Every organisation I come across seems to have the same philosophy: report, report and report even more. After all, a reporting organisation is a learning organisation so they say.

Yet it’s reasonable to ask how effective imploring staff to report everything really is. I would suggest not very in most cases.

People often find all-too-familiar excuses to avoid reporting, citing limited time, clunky reporting systems, lack of feedback or fear of reprisal. Sometimes staff fail to recognise the need to report in the first place, because of lack of awareness or misunderstanding about what the purpose of reporting even is.

Reporting is primarily about learning

Stack of documentsSo your challenge is to shift this perception that reporting is only about capturing the bad stuff, and remind people that it’s meant to record positive aspects of the business too.
It prevents recurring incidents and identifies weaknesses in the system. An appropriately structured reporting system also reveals what works well and helps colleagues share what they’re proud of, promoting solutions to common problems that might hold your organisation back.
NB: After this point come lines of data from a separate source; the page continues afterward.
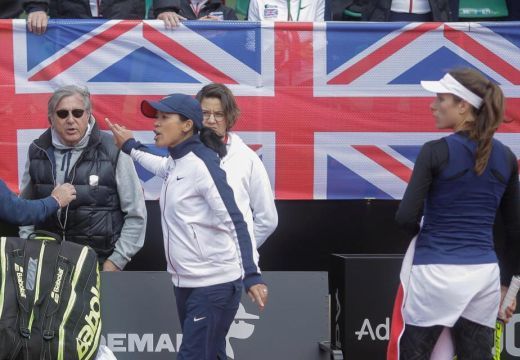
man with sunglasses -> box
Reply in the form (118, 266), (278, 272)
(20, 85), (146, 271)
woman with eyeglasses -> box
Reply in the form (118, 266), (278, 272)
(389, 69), (520, 360)
(107, 94), (268, 360)
(196, 84), (278, 248)
(196, 83), (278, 358)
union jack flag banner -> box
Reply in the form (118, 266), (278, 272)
(0, 20), (520, 199)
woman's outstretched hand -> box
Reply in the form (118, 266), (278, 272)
(105, 118), (134, 149)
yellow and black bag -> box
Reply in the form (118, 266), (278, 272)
(0, 231), (101, 360)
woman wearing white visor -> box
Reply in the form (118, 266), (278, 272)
(396, 69), (520, 360)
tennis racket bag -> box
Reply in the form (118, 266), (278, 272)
(0, 231), (101, 360)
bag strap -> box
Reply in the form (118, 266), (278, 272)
(42, 255), (74, 344)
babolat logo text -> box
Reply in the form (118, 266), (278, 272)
(14, 264), (27, 299)
(51, 268), (65, 304)
(354, 318), (390, 340)
(76, 286), (101, 360)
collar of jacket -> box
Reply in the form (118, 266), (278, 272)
(168, 134), (202, 159)
(34, 122), (101, 149)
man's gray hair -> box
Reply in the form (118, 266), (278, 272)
(47, 85), (92, 121)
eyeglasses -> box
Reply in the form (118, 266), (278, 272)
(56, 109), (85, 119)
(202, 110), (226, 122)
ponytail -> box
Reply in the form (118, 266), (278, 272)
(199, 127), (227, 158)
(470, 81), (504, 175)
(450, 69), (504, 175)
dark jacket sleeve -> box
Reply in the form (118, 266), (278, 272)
(0, 180), (59, 225)
(500, 150), (520, 285)
(395, 139), (449, 238)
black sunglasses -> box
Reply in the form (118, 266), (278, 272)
(56, 109), (85, 119)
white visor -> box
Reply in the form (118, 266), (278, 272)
(421, 74), (482, 109)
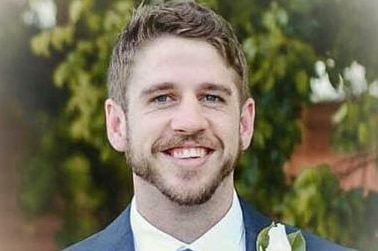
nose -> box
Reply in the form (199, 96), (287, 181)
(171, 98), (209, 135)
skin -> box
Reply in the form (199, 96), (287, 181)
(105, 36), (254, 243)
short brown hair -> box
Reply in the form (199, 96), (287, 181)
(108, 1), (250, 110)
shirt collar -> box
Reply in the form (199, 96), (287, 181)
(130, 191), (245, 251)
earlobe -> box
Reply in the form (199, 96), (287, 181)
(105, 99), (127, 152)
(240, 98), (255, 150)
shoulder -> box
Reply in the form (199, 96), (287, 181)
(240, 200), (356, 251)
(63, 207), (134, 251)
(287, 226), (356, 251)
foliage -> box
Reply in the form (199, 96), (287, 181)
(21, 0), (378, 249)
(283, 165), (378, 251)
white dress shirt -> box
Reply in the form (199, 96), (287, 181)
(130, 191), (245, 251)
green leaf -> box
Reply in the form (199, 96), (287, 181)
(256, 222), (275, 250)
(288, 230), (306, 251)
(69, 0), (83, 23)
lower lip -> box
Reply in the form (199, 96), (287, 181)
(163, 152), (212, 168)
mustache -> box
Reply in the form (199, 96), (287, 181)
(152, 133), (223, 153)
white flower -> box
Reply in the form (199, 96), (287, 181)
(265, 223), (291, 251)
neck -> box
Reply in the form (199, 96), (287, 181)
(134, 174), (234, 243)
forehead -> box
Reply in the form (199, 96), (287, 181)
(128, 36), (236, 95)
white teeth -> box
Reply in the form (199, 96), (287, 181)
(172, 148), (206, 159)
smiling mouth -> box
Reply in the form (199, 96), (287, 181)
(164, 147), (212, 159)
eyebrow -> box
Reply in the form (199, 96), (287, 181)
(140, 82), (174, 97)
(140, 82), (232, 97)
(200, 83), (232, 96)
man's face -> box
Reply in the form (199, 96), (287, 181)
(113, 37), (253, 205)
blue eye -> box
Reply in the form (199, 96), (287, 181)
(203, 94), (223, 103)
(153, 95), (169, 103)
Here are six important issues to consider when you benchmark your present reporting system or design a new one.

1. Should reporting be voluntary or compulsory?

If you favour the latter, how do you know everything is being reported anyway? To resolve that dilemma you might consider a prescriptive list of reportable instances, which staff then use to decide if a situation is reportable or not. The other alternative is to leave reporting to personal and professional judgement, which comes down to trust.

2. Is your system trusted?

Trust is perhaps the main component in a functioning reporting system so there needs to be a clear non-punitive message that is authentic and believable. Part of building trust is knowing when the line is crossed from a non-punitive reported issue, to one where a sanction may result. But who draws the line? And even if a line is drawn, can the line ever be fixed?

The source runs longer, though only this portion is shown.